A law that barred long-term care work is inappropriate, the court ruled.

A Pennsylvania court has ruled that individuals who have committed certain crimes cannot be banned from working in long-term care facilities. The ruling overturns a current law that “defies logic,” according to judges on the case.

The state’s Older Adults Protective Services Act was designed to keep felons who have committed violent crimes such as rape and homicide off of senior care employment rolls.

Five people, however, challenged the provision, claiming their old convictions unfairly barred them from pursuing long-term care careers. The petitioners included one man who rode in a stolen car as a teenager and another who was convicted of writing bad checks.

The broadly stated provision was unconstitutional and unenforceable and “goes beyond the necessities” of the act’s objective to protect older adults, wrote Judge Mary Hannah Leavitt in the court’s Dec. 30 opinion.

“It defies logic to suggest that every person who has at any time been convicted of any of the crimes listed in Section 503 of the Act, including misdemeanor theft, presents a danger to those in an Act-covered facility,” Leavitt wrote.

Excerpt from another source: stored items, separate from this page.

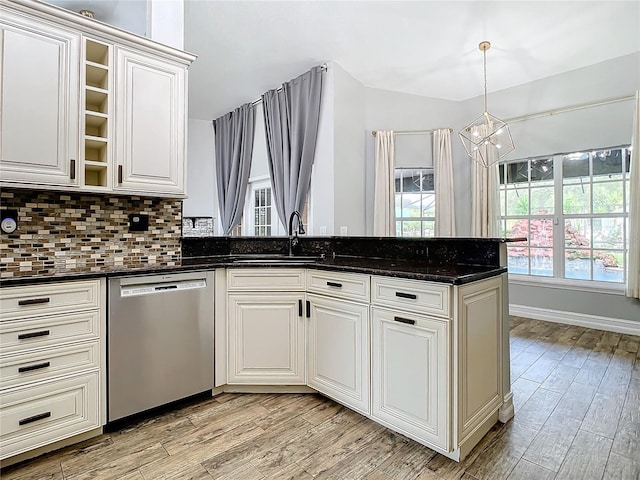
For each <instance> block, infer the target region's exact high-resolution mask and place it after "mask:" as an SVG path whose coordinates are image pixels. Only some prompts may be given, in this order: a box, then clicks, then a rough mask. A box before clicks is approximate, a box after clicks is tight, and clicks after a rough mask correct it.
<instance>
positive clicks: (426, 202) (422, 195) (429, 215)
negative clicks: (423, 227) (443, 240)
mask: <svg viewBox="0 0 640 480" xmlns="http://www.w3.org/2000/svg"><path fill="white" fill-rule="evenodd" d="M422 216H423V217H435V216H436V195H435V194H434V193H426V194H423V195H422Z"/></svg>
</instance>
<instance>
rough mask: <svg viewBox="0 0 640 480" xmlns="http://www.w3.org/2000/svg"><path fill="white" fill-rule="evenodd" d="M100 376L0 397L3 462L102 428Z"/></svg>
mask: <svg viewBox="0 0 640 480" xmlns="http://www.w3.org/2000/svg"><path fill="white" fill-rule="evenodd" d="M99 397H100V395H99V380H98V372H95V373H90V374H86V375H79V376H76V377H68V378H65V379H62V380H58V381H51V382H47V383H44V384H39V385H38V386H35V387H29V388H22V389H19V390H14V391H10V392H7V393H4V394H2V395H1V396H0V406H1V407H2V415H0V432H2V435H1V436H0V458H7V457H10V456H12V455H16V454H18V453H22V452H25V451H27V450H31V449H33V448H37V447H40V446H43V445H46V444H49V443H52V442H56V441H59V440H62V439H64V438H68V437H71V436H73V435H77V434H79V433H82V432H86V431H88V430H92V429H94V428H98V427H99V426H100V421H99V419H100V405H99V401H98V400H99Z"/></svg>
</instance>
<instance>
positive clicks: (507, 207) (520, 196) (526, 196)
mask: <svg viewBox="0 0 640 480" xmlns="http://www.w3.org/2000/svg"><path fill="white" fill-rule="evenodd" d="M506 204H507V205H506V208H507V216H509V217H512V216H518V215H529V193H528V191H527V189H526V188H525V187H524V186H522V187H519V188H518V189H510V190H507V200H506Z"/></svg>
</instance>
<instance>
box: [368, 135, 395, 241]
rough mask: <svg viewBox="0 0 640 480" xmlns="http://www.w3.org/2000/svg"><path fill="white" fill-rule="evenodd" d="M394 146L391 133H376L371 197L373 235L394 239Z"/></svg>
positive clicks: (394, 161) (394, 236) (378, 236)
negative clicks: (372, 211) (375, 157)
mask: <svg viewBox="0 0 640 480" xmlns="http://www.w3.org/2000/svg"><path fill="white" fill-rule="evenodd" d="M394 169H395V144H394V136H393V131H391V130H387V131H385V130H378V131H377V132H376V173H375V190H374V197H373V234H374V235H375V236H378V237H395V233H396V225H395V223H396V218H395V211H394V209H395V176H394V175H395V171H394Z"/></svg>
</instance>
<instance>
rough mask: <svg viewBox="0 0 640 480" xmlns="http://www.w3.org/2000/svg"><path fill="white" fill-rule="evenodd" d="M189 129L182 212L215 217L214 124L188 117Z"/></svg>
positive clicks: (217, 194) (215, 201)
mask: <svg viewBox="0 0 640 480" xmlns="http://www.w3.org/2000/svg"><path fill="white" fill-rule="evenodd" d="M188 131H189V135H188V145H187V154H188V158H187V194H188V195H189V196H188V198H187V199H186V200H185V201H184V202H183V203H182V212H183V215H184V216H185V217H214V218H218V217H219V215H218V201H217V198H218V197H217V195H218V193H217V188H216V177H215V151H214V145H213V124H212V123H211V122H209V121H206V120H196V119H193V118H190V119H189V123H188ZM218 231H219V230H218Z"/></svg>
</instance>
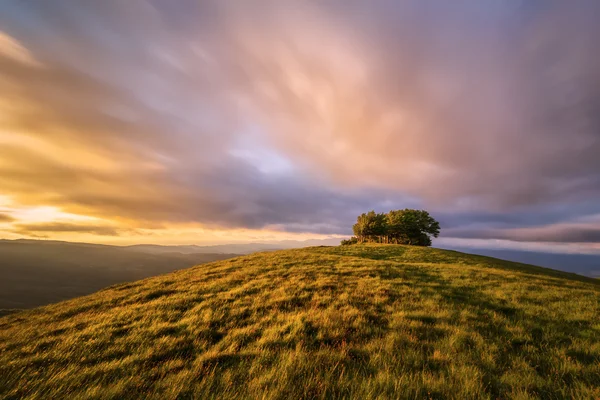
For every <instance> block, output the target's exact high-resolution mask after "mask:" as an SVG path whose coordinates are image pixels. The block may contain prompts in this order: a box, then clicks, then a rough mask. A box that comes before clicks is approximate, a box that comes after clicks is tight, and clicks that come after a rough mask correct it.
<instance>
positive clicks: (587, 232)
mask: <svg viewBox="0 0 600 400" xmlns="http://www.w3.org/2000/svg"><path fill="white" fill-rule="evenodd" d="M446 236H450V237H455V238H468V239H498V240H512V241H516V242H555V243H598V242H600V227H581V226H579V227H577V226H547V227H540V228H521V229H505V230H502V229H485V228H480V229H456V230H450V231H449V232H446Z"/></svg>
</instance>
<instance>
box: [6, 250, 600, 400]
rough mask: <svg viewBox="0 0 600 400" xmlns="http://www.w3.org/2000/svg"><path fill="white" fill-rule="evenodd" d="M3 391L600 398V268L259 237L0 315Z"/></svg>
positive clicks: (133, 397) (172, 393)
mask: <svg viewBox="0 0 600 400" xmlns="http://www.w3.org/2000/svg"><path fill="white" fill-rule="evenodd" d="M0 398H8V399H11V398H15V399H16V398H32V399H33V398H36V399H37V398H40V399H41V398H49V399H57V398H90V399H92V398H93V399H96V398H101V399H123V398H148V399H175V398H182V399H184V398H198V399H226V398H259V399H298V398H355V399H369V398H382V399H384V398H403V399H404V398H415V399H423V398H427V399H436V398H455V399H471V398H482V399H497V398H501V399H508V398H514V399H534V398H547V399H570V398H579V399H594V398H600V284H599V281H598V280H594V279H591V278H584V277H581V276H577V275H573V274H568V273H563V272H558V271H553V270H548V269H544V268H540V267H533V266H528V265H523V264H517V263H511V262H507V261H501V260H496V259H492V258H487V257H481V256H473V255H468V254H463V253H458V252H452V251H445V250H438V249H431V248H411V247H405V246H393V245H387V246H385V245H384V246H378V245H367V246H344V247H322V248H319V247H317V248H308V249H298V250H288V251H278V252H272V253H257V254H253V255H249V256H243V257H238V258H235V259H231V260H226V261H220V262H215V263H211V264H205V265H202V266H198V267H194V268H190V269H186V270H181V271H177V272H174V273H171V274H167V275H163V276H159V277H155V278H149V279H145V280H143V281H138V282H134V283H128V284H123V285H118V286H113V287H110V288H107V289H105V290H103V291H100V292H98V293H95V294H92V295H89V296H86V297H81V298H78V299H74V300H69V301H65V302H62V303H58V304H54V305H50V306H46V307H42V308H37V309H34V310H28V311H23V312H20V313H17V314H10V315H7V316H5V317H2V318H1V319H0Z"/></svg>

Long-term care applicants still must submit to a criminal record check so facilities can assess those with convictions prior to hiring them, Tad LeVan, attorney for the petitioners, said in a Pittsburgh Post-Gazette report. He called for a “more reasoned law” to block certain criminals from working in nursing homes.

 “If we were all convicted of stupid things we did as a teenager, and three decades later we couldn’t possibly get a job, I think we would have a different view of the fairness of this absolute prohibition,” LeVan said.

The employment ban was found to be unconstitutional by the court once before, but that ruling pertained only to the specific petitioners who brought the case.